The group will focus its strategy on the upper-upscale and luxury hotel segments, where it expects strong interest from owners in its well-established Anantara, Avani and NH Collection brands. For Anantara Hotels & Resorts, the group is building on core brand differentiators by targetting opportunities in Ayurvedic wellness retreats, wilderness lodges and historical palaces. It also believes Avani Hotels & Resorts is well positioned to fill a significant gap in the lifestyle hotel space across India, while NH Collection Hotels & Resorts will prove attractive for upper-upscale conversion opportunities.
Minor Hotels has also identified strong potential for the upscale NH Hotels & Resorts particularly in rapidly developing Tier II cities and airport locations. Eyeing hotel management contracts and with an emphasis on greenfield developments, Minor Hotels will look to identify opportunities in up-and-coming locations, continuing a strategy of destination creation that has been the foundation of the group's 46-year history.
Amir Golbarg, SVP for Middle East, Africa and India for Minor Hotels, said: "We are bullish on the potential of India, and have already been overwhelmed with owner interest, but are proceeding with a 'partnerships over properties' approach. It means we are being very selective in the hotels that we add to our portfolio, with our focus on cultivating meaningful alliance with partners who align with our values and vision. Minor's strength has always been in our ability to think globally while acting locally, meaning we are well versed at adapting our standards and operations to suit the unique characteristics of each market we operate in – a trait we believe will give us a strong advantage in India."
Minor Hotels has been present in the India market since 2017, when it launched Oaks Bodhgaya in the northeast Indian state of Bihar. But the group will mark a significant milestone later this year with the opening of Anantara Jaipur Hotel, the debut of its flagship luxury brand in India.
To support this expansion, Minor Hotels has opened a new office in Bengaluru, underscoring its commitment to long-term presence in the Indian market. The group recently appointed Vijay Krishnan as Vice President of Operations for India, overseeing a growing team on the ground. By establishing a permanent strategic presence in Bengaluru, Minor Hotels has positioned itself at the forefront of emerging opportunities in southern India, anticipating significant growth potential in the region.
Dillip Rajakarier, CEO of Minor Hotels and Group CEO of its parent company Minor International, said, “We believe in India.
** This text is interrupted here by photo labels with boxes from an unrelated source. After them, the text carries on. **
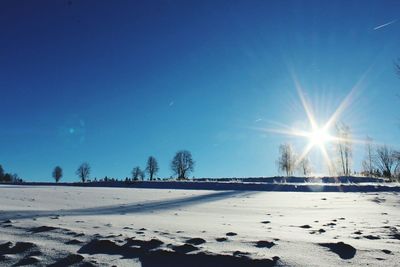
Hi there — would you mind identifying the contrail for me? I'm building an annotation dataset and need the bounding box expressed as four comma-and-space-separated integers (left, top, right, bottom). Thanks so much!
374, 19, 397, 30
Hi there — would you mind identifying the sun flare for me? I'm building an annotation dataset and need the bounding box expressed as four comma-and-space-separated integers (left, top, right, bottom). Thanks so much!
308, 128, 331, 146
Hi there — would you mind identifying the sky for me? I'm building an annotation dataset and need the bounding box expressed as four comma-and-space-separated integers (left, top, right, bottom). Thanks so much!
0, 0, 400, 181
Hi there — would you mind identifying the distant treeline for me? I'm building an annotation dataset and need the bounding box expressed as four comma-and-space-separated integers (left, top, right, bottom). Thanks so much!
0, 165, 23, 183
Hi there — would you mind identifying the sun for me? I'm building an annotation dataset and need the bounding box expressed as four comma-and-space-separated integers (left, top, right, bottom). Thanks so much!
308, 128, 331, 146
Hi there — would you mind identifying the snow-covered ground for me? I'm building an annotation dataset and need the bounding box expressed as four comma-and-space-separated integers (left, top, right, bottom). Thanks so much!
0, 186, 400, 267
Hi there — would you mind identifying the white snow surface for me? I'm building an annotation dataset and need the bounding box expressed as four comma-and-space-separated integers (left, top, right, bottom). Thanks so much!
0, 185, 400, 266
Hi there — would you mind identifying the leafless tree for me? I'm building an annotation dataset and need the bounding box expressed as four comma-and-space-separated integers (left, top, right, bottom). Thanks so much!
362, 136, 374, 176
336, 123, 352, 176
53, 166, 62, 183
374, 145, 396, 179
171, 150, 194, 180
132, 166, 144, 181
146, 156, 158, 181
278, 143, 296, 176
298, 157, 311, 176
75, 162, 90, 183
0, 165, 4, 181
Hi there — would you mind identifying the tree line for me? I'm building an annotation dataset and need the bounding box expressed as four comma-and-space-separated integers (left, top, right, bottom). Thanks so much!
0, 165, 22, 183
52, 150, 195, 183
277, 124, 400, 181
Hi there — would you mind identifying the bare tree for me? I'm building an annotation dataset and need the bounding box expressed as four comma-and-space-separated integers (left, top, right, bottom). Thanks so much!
298, 157, 311, 176
374, 145, 396, 179
171, 150, 194, 180
75, 162, 90, 183
336, 123, 352, 176
132, 166, 144, 181
0, 165, 4, 182
278, 143, 296, 176
146, 156, 158, 181
53, 166, 62, 183
362, 136, 374, 176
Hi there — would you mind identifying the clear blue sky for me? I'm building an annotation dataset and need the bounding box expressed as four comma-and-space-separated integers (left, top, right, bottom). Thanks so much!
0, 0, 400, 181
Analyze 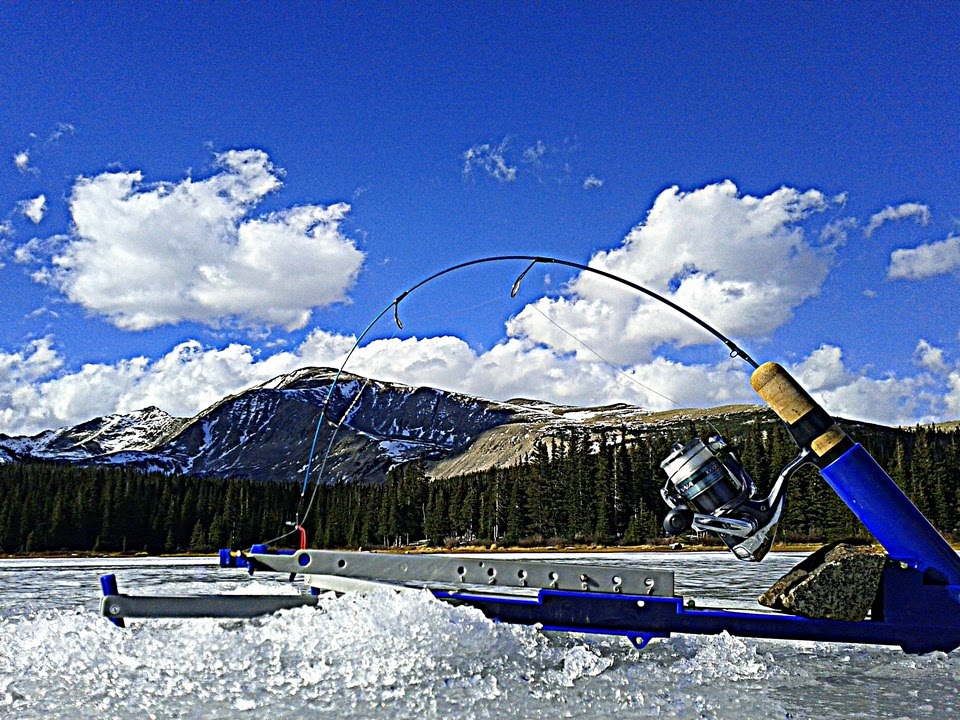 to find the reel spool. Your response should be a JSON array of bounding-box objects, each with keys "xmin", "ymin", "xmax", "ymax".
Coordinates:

We believe in its potential as a world-class inbound destination. And we believe in the enormous opportunities that lie in its surging domestic market. It's why we have made substantial investments in establishing our operations there and will continue to invest there to realise our growth ambitions. With our extensive experience in managing world class hotels in emerging destinations, coupled with the strong recognition of our existing hotel brands within the Indian market, we are confident in our ability to play a significant role in India's ongoing tourism success story."
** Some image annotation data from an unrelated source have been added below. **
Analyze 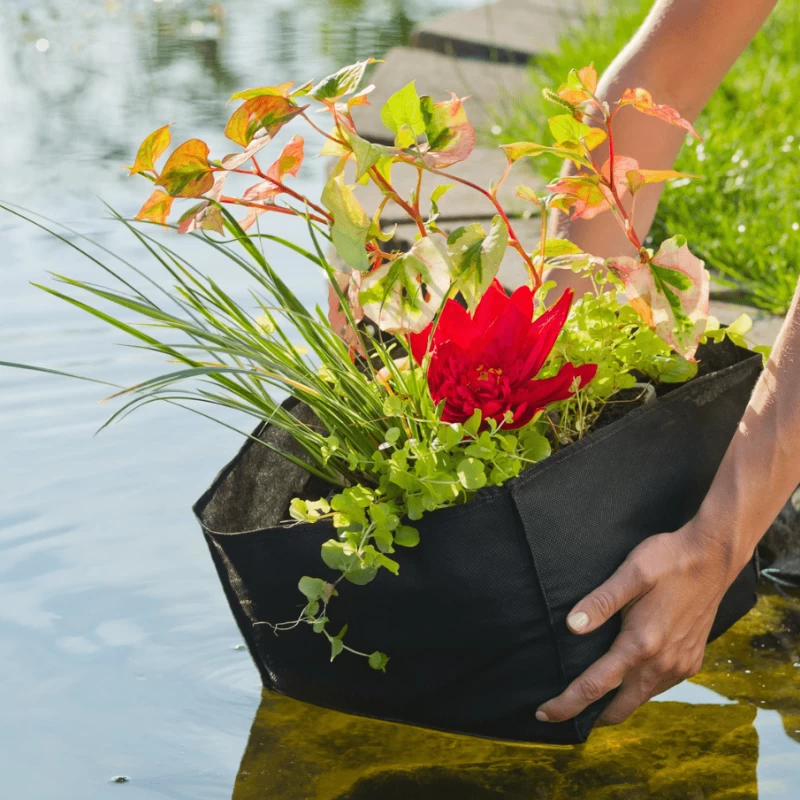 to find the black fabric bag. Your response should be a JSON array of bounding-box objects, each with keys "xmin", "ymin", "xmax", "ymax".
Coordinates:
[{"xmin": 195, "ymin": 343, "xmax": 761, "ymax": 744}]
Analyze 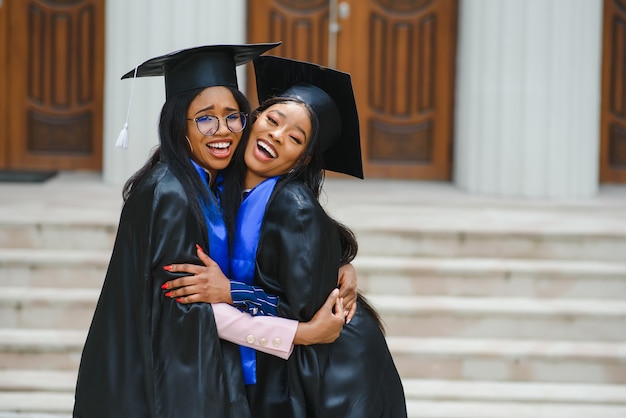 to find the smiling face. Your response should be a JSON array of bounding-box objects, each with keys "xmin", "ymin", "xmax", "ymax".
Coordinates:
[
  {"xmin": 187, "ymin": 86, "xmax": 243, "ymax": 179},
  {"xmin": 244, "ymin": 102, "xmax": 311, "ymax": 189}
]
Minor Hotels brands have already built strong recognition amongst Indian travellers. For Anantara in particular, India is one of the fastest-growing international source markets, with annual room night production across its Asia and Middle East properties growing 72% in 2023 versus 2022. That trend has continued to date in 2024, with Q1 figures up 36% on last year.
Minor Hotels' growth strategy in India is part of an ambitious global expansion plan for the Bangkok-based group, which is targeting to add more than 200 hotels in the next three years.